Originals

May 27, 2011

Air France 447: Why Did it Go Down? Investigators Have Answers! (Watch!)

Two years after Air France 447 went down in the southern Atlantic Ocean – we are finally learning what happened to cause the devastating crash.

In the beginning of May, investigators finally found the aircraft’s cockpit voice recorder and dlight data recorder. They have been able to analyze the data, and France’s Buerau of Investigation and Analysis (BEA) have been able to find out what happened to bring the flight from Rio de Janieror to Paris down.

Why did it happen?

The aircraft’s speed sensors were giving invalid readings. At around 1:33 GMT on June 1, 2009, AF 447 entered an area on its route known for severe turbulence. No further contact was made.

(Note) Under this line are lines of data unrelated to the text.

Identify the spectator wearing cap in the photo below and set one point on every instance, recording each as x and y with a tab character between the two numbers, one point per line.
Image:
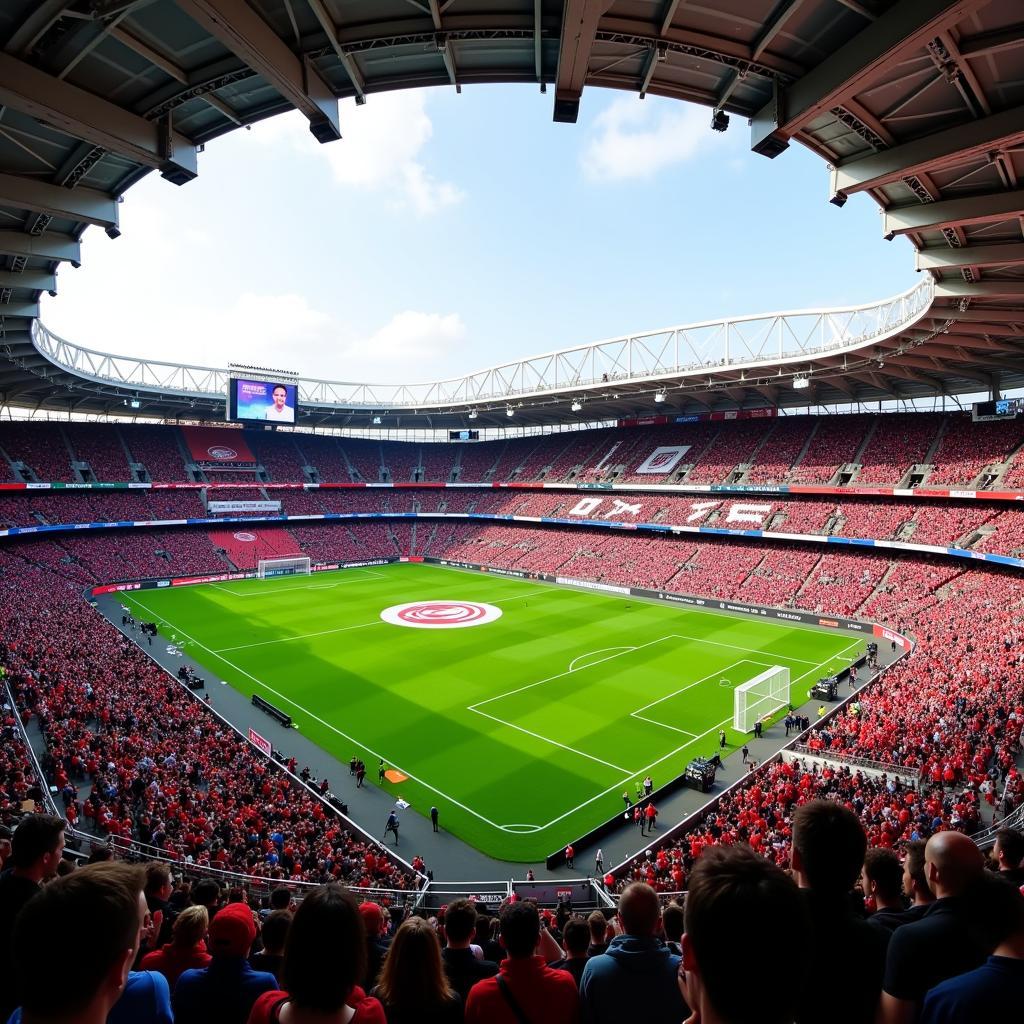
94	984
325	957
461	965
828	848
726	982
36	849
943	943
224	991
524	988
1008	855
377	943
636	962
186	950
994	990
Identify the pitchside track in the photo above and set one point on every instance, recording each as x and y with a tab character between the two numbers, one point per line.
526	722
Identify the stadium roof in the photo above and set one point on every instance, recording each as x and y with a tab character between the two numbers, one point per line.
919	102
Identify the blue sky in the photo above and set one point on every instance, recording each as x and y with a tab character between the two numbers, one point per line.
446	232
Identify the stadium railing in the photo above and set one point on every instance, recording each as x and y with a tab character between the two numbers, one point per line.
910	774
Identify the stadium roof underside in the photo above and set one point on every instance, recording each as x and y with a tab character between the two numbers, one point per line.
919	102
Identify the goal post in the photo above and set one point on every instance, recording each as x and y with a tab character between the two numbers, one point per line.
268	568
760	697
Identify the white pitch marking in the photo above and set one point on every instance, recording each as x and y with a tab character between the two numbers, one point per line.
301	636
554	742
599	651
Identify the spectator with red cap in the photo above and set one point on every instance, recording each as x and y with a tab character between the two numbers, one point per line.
224	991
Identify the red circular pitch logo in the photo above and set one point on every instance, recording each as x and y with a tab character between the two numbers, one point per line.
440	614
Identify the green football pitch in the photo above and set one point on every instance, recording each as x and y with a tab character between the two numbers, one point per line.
523	730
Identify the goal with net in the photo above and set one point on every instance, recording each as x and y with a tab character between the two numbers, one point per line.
760	697
268	568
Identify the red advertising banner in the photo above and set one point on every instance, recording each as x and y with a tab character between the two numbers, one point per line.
213	444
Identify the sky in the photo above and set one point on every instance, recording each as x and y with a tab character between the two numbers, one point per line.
444	233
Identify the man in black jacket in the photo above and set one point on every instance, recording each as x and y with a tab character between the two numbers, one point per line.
828	848
36	850
461	966
944	942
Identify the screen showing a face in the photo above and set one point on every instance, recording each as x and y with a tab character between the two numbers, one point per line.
263	401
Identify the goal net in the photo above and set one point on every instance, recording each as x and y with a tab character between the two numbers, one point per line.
270	567
760	697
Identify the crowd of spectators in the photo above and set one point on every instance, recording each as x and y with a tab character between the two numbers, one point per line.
714	451
936	939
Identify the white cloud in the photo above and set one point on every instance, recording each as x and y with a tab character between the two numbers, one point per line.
411	346
381	150
637	139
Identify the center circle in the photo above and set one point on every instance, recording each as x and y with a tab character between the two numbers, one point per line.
440	614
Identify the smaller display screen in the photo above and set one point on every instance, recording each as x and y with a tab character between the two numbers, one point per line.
262	401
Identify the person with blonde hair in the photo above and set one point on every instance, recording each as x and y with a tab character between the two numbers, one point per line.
186	948
413	984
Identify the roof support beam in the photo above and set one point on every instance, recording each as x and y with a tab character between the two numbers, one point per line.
259	47
36	281
774	25
951	147
538	44
980	289
932	216
30	309
94	120
348	62
86	205
941	258
903	28
580	20
53	247
35	26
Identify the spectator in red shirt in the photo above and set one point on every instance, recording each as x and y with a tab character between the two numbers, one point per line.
185	950
541	994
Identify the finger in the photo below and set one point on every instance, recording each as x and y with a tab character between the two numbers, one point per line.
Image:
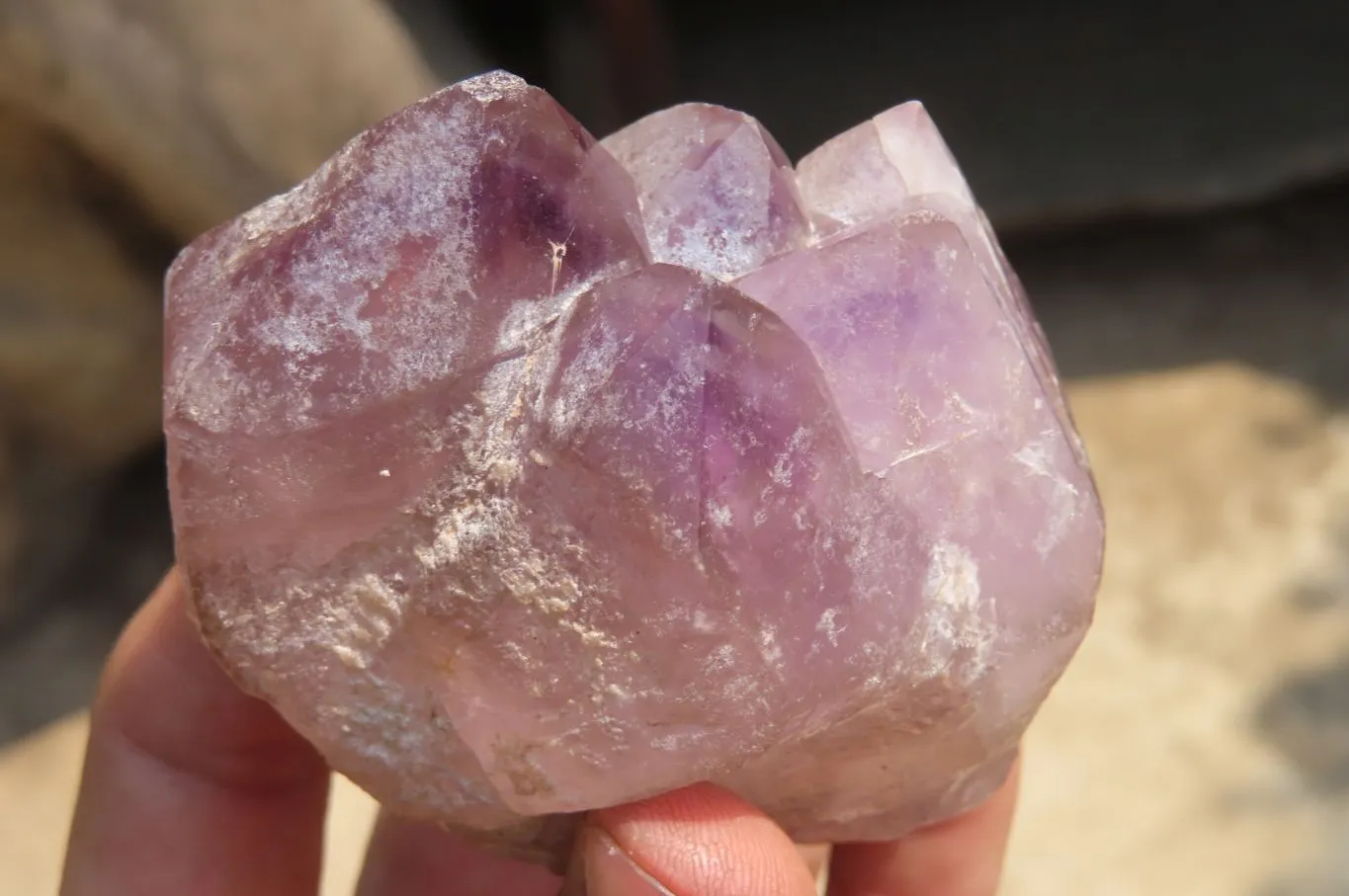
961	857
189	785
417	858
699	841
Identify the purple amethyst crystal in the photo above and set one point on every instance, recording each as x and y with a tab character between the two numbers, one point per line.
527	474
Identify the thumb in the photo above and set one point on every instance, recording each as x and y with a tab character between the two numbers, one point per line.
699	841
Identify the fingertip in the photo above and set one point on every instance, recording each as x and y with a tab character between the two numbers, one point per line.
698	840
958	857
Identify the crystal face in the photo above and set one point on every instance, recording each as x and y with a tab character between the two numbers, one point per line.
528	474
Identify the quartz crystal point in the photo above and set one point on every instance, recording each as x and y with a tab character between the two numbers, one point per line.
527	474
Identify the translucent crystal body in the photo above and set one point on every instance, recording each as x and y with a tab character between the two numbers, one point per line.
527	474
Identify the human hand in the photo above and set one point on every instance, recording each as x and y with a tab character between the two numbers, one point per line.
193	788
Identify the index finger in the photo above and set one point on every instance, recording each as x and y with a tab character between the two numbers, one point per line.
191	785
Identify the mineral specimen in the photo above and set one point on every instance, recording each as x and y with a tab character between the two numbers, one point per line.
527	474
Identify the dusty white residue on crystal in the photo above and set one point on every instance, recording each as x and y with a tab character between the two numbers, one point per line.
492	87
769	646
719	515
702	622
954	612
828	626
1038	456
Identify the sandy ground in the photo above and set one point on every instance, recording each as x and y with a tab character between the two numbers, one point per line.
1200	744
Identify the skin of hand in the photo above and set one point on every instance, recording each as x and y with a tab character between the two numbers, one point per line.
193	787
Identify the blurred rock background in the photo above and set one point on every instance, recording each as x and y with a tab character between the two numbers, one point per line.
1171	180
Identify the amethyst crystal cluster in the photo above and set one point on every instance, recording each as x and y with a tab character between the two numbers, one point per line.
528	474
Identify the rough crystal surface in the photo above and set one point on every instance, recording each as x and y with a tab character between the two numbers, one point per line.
527	474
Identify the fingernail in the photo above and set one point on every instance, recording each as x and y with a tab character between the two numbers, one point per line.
602	867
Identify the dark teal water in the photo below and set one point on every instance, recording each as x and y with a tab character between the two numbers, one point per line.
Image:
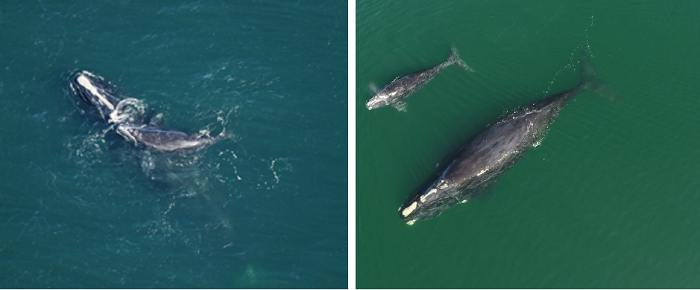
611	196
264	208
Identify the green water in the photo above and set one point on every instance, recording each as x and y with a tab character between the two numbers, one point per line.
264	208
611	197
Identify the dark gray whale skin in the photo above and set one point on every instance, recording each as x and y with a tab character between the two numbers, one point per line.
165	140
490	153
103	96
406	85
95	91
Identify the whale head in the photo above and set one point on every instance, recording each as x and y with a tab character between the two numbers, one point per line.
95	91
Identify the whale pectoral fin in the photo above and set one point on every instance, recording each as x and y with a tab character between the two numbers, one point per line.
401	106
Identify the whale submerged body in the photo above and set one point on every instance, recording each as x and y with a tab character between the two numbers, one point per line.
130	120
163	139
393	93
493	151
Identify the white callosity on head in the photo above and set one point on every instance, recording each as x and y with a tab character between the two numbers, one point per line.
409	209
425	196
85	82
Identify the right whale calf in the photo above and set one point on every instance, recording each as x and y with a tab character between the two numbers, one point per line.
393	93
493	151
164	139
130	120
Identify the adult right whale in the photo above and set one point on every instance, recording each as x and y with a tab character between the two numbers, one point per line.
131	121
393	93
493	151
166	140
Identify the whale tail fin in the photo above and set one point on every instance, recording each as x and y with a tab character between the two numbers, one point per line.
589	79
454	59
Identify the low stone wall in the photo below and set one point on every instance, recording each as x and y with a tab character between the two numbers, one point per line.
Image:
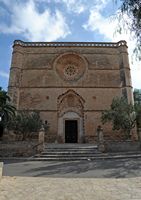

Findings suggest that the plan climbed to 38,000 feet before “the stall warning was triggered and the airplane stalled.” The plan then descended immediately, without deploying oxygen masks over a period of 3 minutes and 30 seconds and the engines remained operational, said the report.

Error messages report that the plane might have been going either too fast or too slow.

“The crash happened at around 2 am on a dark night when the error messages suddenly appeared and the autopilot tripped out.” David Learmont of Flight International told CNN before the report was released.

“This is a syndrome,” he said. “There have been lots of accidents where pilots have fixated on correcting a relatively minor problem and lose sight of the macro problem. Now we don’t know that, but we do know the aircraft acted as if it was not being controlled purposefully.

“Whether it was out of control — and I doubt this — it was not being controlled. Imagine it is 2 am and two sleepy pilots encounter a problem. They don’t have much to do so they decide to troubleshoot this problem. They fixate on it and forget the autopilot has tripped.

“The airplane meanwhile goes into a lazy spiral descent — the pilots don’t notice as it is all very gentle. And when they look up they don’t believe what their instruments tell them and they get disorientated and can’t recover.”

All 228 people on board died in the crash.